History of unannounced changes to the DNS core

Try to match the quotes up with the actions.

  Postel gave no prior notification that the test would take place, a
  fact that drew criticism.

  "It's caused a good deal of uncertainty and perceived instability in
  the system," said Chris Clough, a spokesman for Network
  Solutions, which operates under a contract with the National
  Science Foundation. "It's a concern about who can authorize
  changes over the infrastructure and traffic patterns of the Internet."
  - Associated Press, February 4 1998

  "We're very concerned," Becky Burr, administrator with the Commerce
  Department, said Tuesday. "This was undertaken without consultation
  with the United States government."

  People trying to visit the popular Internic directory which checks
  the availability of a new Web address are unexpectedly being swept
  automatically instead to the home page for Network Solutions Inc., which
  offers to register Internet addresses with the com, net or org suffixes
  for $119.
  - Associated Press, March 24 1999

  NSI, naturally, has a different point of view.
  "The registry information is our proprietary information." says NSI
  spokesman Chris Clough. "We've been providing it free to the community,
  but under the contract, all of the intellectual property gathered
  through the InterNIC process is our proprietary information."
  - ABC News, March 7 1999

*raises his hand and shakes it wildly* oh oh oh! me me me!

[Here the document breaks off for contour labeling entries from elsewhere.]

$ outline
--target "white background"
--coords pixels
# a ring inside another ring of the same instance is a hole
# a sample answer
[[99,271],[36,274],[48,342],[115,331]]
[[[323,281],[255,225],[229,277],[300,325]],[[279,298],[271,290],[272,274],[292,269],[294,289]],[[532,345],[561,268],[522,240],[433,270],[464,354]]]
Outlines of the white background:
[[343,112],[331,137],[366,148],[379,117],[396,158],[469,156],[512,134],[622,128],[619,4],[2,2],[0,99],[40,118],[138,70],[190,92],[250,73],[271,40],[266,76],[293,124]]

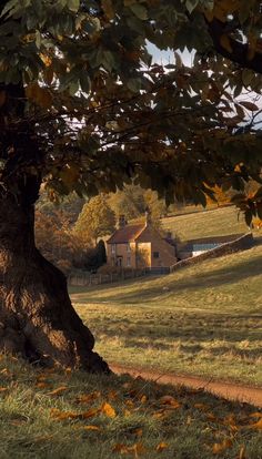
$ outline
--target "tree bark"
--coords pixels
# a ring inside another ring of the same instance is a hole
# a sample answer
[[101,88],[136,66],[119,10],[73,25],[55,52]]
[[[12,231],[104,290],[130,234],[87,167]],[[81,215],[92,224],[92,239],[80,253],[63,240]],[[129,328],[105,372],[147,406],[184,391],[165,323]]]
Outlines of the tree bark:
[[64,275],[34,245],[29,186],[30,178],[20,194],[0,195],[0,350],[49,366],[108,373],[71,305]]

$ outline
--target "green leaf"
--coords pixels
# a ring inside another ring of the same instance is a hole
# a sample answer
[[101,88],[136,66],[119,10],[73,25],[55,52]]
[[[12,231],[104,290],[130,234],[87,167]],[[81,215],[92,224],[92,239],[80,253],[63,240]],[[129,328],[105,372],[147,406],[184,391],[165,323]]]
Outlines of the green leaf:
[[250,110],[251,112],[256,112],[259,110],[258,105],[255,105],[255,103],[253,102],[241,101],[239,103],[240,105],[243,105],[245,109]]
[[80,7],[80,0],[67,0],[67,6],[70,11],[77,12]]
[[137,18],[145,21],[148,19],[148,10],[142,4],[130,4],[130,10],[137,16]]
[[190,14],[192,13],[192,11],[195,9],[198,4],[199,4],[199,0],[187,0],[185,1],[185,8],[190,12]]

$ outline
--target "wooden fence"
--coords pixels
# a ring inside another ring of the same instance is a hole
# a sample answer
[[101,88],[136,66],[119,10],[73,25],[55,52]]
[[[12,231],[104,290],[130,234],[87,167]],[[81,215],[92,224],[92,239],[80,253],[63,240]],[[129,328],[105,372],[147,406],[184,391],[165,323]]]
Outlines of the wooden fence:
[[174,271],[180,269],[184,266],[195,265],[204,259],[216,258],[219,256],[229,255],[234,252],[245,251],[246,248],[252,247],[253,244],[254,239],[252,233],[246,233],[234,241],[221,244],[218,247],[203,252],[200,255],[195,255],[175,263],[173,266],[170,266],[170,273],[173,273]]
[[121,282],[125,279],[132,279],[135,277],[145,276],[147,269],[127,269],[120,273],[110,274],[90,274],[90,273],[72,273],[68,276],[68,284],[72,286],[91,286],[110,284],[113,282]]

I remember this incident. I talked about it slightly in my SiteFinder

Network Solutions, in this classic move, decided, "What the hell do we need
Internic for! Why not just send people to our site to force them to go
through our bullshit to do even the most simple things! Lets not let them
get access to the control forms for their domains except through a pointless
looping process that makes no sense whatsoever. Oh. lets not forget to
extort as much money from people as we can!"

Oh, don't you love it? Its history repeating itself.